Елизавета Николаевна опять приподнялась немного на постели и проговорила:
– Ах, она дура этакая, глупее меня даже!
– Что ж тут глупого?
– возразил Бегушев.
– Доктор молод, красив, влюблен в нее...
– Нет, какое красив!.. Он гадок!.. Он кучер, форейтор смазливый... Я знала его еще студентом, он тогда жил на содержании у одной купчихи и все ездил на рысаке в двухколеске!.. Сам всегда, как мужики это делают, правил. Мы тогда жили в Сокольниках на даче и очень все над ним смеялись!
– Однако вам вредно так много говорить!
– остановил ее Бегушев.
– Вредно!..
– сказала Елизавета Николаевна заметно ослабнувшим голосом.
– Душенька, поезжайте и пришлите ко мне отца.
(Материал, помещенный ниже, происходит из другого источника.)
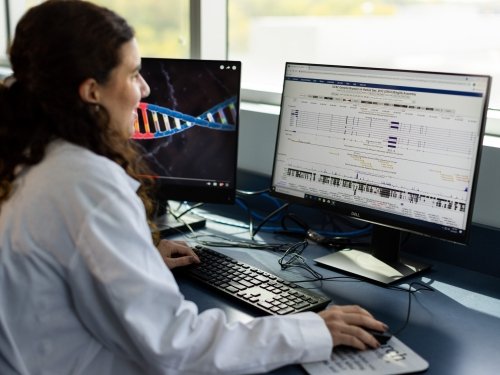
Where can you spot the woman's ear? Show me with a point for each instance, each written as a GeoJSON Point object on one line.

Мне хочется перед смертью видеть его.
– Он сейчас будет у вас, - отвечал Бегушев, вставая, и, кивнув головой Елизавете Николаевне, хотел было уйти, но она вдруг почти вскрикнула:
– Нет, поцелуйте меня, поцелуйте!
Бегушев наклонился к ней и с искренним удовольствием поцеловал ее; но на конце поцелуя Елизавета Николаевна сильно оттолкнула его от себя.